I'm not real sure what John would have the media do about Iraq reporting, which stories should they ignore rather than have to try to put up a minute by minute report? Last week's good news seems to turn into this week's bad news on a regular basis, should the media put several million reporters on the ground and follow around the Iraqis on a daily basis? This little girl made it to school today, that one had her head ripped off by a flying car hood, this neighbor didn't kill his neighbor today, 35 bodies were found in the next neighborhood over. Does the Senator notice that the US news seems a little similar? Nobody followed me to work today and noted that I was neither robbed, murdered, abducted, or ...

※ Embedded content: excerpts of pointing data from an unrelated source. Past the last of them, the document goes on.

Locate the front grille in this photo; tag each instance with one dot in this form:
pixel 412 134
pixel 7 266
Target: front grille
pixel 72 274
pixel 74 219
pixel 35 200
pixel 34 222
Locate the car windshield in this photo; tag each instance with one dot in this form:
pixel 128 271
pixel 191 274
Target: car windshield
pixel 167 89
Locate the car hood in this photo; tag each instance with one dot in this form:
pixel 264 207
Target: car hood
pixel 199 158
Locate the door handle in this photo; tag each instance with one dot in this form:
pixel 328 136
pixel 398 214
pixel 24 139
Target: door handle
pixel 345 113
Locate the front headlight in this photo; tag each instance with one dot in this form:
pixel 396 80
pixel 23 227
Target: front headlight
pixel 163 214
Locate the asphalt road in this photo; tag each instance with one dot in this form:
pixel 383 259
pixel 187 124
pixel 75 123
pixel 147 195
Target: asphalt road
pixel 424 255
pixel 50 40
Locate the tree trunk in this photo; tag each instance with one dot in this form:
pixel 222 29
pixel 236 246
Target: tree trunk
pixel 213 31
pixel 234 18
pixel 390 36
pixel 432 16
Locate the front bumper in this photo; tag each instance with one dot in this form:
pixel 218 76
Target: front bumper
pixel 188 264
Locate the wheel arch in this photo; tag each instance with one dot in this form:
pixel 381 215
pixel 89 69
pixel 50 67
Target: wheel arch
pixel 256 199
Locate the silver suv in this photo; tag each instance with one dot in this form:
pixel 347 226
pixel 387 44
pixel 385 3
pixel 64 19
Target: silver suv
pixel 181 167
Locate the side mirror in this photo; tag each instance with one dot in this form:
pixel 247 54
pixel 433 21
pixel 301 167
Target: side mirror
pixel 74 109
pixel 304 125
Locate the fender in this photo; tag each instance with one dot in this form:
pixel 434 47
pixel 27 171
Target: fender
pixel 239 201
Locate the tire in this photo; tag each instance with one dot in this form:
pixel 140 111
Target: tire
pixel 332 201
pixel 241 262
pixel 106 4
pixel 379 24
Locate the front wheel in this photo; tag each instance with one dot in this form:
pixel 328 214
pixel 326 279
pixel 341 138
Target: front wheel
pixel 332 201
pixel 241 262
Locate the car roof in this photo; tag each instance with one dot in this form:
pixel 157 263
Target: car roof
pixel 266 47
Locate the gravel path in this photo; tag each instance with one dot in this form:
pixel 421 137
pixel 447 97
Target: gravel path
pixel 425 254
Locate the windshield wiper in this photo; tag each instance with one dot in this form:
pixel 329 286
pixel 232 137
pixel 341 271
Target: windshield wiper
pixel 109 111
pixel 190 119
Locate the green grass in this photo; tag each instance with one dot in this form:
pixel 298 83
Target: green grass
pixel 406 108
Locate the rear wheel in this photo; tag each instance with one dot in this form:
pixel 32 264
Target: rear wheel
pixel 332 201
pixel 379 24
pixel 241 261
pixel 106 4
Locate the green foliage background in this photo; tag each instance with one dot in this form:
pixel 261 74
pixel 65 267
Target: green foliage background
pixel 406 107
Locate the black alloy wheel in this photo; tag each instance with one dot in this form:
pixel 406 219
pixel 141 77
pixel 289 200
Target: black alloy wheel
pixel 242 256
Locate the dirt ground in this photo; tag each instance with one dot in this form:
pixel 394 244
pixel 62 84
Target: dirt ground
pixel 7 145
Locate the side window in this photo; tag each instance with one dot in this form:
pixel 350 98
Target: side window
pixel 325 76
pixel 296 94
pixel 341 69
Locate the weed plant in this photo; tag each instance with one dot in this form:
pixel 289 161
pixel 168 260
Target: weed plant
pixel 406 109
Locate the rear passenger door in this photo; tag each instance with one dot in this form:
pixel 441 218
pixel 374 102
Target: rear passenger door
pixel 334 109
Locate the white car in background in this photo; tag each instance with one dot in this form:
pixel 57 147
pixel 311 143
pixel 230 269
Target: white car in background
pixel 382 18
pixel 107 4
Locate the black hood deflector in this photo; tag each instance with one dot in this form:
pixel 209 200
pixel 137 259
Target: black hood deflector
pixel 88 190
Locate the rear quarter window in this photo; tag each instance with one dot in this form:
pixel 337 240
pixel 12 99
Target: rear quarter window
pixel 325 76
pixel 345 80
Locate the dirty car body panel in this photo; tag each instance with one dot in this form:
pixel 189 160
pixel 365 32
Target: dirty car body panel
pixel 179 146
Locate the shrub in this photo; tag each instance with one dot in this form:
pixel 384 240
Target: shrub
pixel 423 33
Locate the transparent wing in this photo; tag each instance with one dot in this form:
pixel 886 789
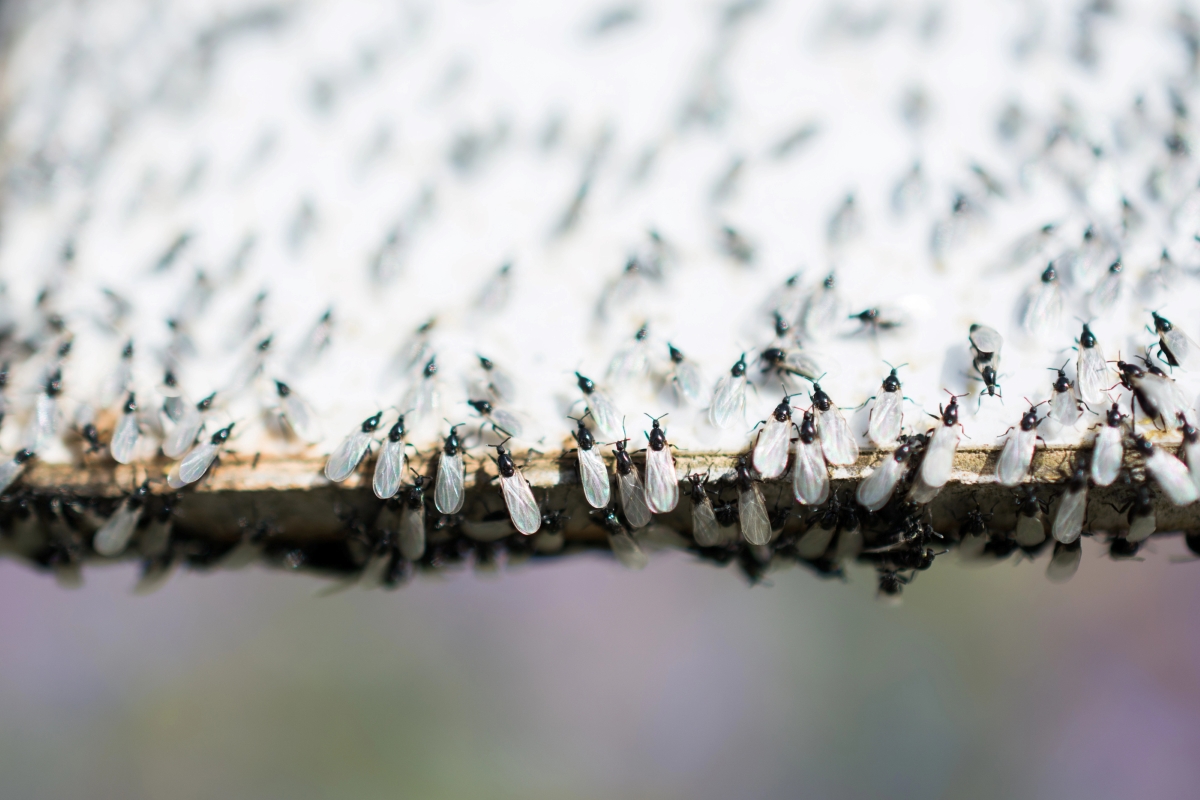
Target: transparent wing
pixel 753 515
pixel 985 338
pixel 810 476
pixel 1015 457
pixel 1068 522
pixel 1107 456
pixel 661 483
pixel 705 528
pixel 1173 476
pixel 876 488
pixel 935 470
pixel 606 414
pixel 42 425
pixel 1183 348
pixel 771 450
pixel 687 383
pixel 628 552
pixel 412 533
pixel 1165 395
pixel 183 435
pixel 802 364
pixel 1192 452
pixel 1065 563
pixel 448 491
pixel 125 439
pixel 389 469
pixel 887 419
pixel 594 477
pixel 522 506
pixel 114 535
pixel 193 465
pixel 300 417
pixel 729 402
pixel 633 499
pixel 346 458
pixel 837 439
pixel 1092 377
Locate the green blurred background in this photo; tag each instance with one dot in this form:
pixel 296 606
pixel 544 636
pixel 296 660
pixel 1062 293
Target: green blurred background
pixel 577 679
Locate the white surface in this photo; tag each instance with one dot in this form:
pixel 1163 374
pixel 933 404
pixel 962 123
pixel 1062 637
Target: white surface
pixel 124 131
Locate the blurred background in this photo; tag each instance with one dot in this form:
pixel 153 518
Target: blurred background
pixel 577 679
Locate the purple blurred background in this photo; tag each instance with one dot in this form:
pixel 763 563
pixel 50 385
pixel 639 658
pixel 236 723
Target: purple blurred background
pixel 581 680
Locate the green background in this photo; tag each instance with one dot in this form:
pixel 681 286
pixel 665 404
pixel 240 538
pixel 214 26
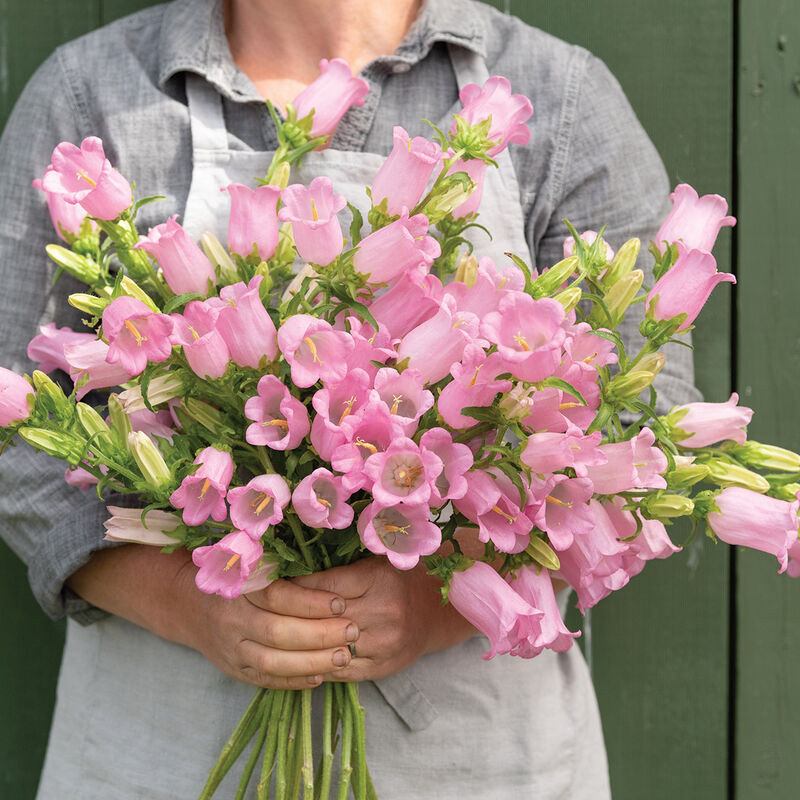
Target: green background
pixel 694 663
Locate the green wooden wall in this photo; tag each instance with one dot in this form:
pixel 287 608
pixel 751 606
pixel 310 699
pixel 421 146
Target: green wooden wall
pixel 694 662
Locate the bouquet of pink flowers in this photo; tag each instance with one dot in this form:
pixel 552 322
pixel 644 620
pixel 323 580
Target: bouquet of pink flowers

Listen up, a single violent episode from a single day in Iraq would be 24/7 news if it were the US it happened in. Who the hell is it that's not being straight here? The media? How stupid is this? Maybe it'll work with the 20+% that backs George II. All it does for me is piss me off.

4 comments:

Anonymous said...

Mike Ware might be the Steve Irwin of journalism..maybe even Gonzo journalism, but he calls it right on McCain and the thimble-brained Graham. Of course the embedded [ make that propagandist] reporters don't think much of him. He doesn't do his reporting from a hotel bar, he actually goes undercover and ferrets out news we won't get from Fox. Afghanistan and Iraq he's done all of it, Next to Bob Simon there aren't many real journalists left...as in war correspondents.

Anonymous said...

Go to jibjab.com see What We Call The News

Steve Culley

Anonymous said...

If your connection can handle streaming video, go to http://abcnews.go.com/Video/playerIndex?id=2999005 and watch the "Green Room : Will's Bliss" clip. About 2 minutes in, the discussion on Iraq really gets rolling leading up to George Will's comment on the surge: "and that produces the metricts of a false success." at about 3:44.

Chuck Butcher said...

Can't do videos, I could go have dinner and walk it off before I'd get a 10 min video to watch.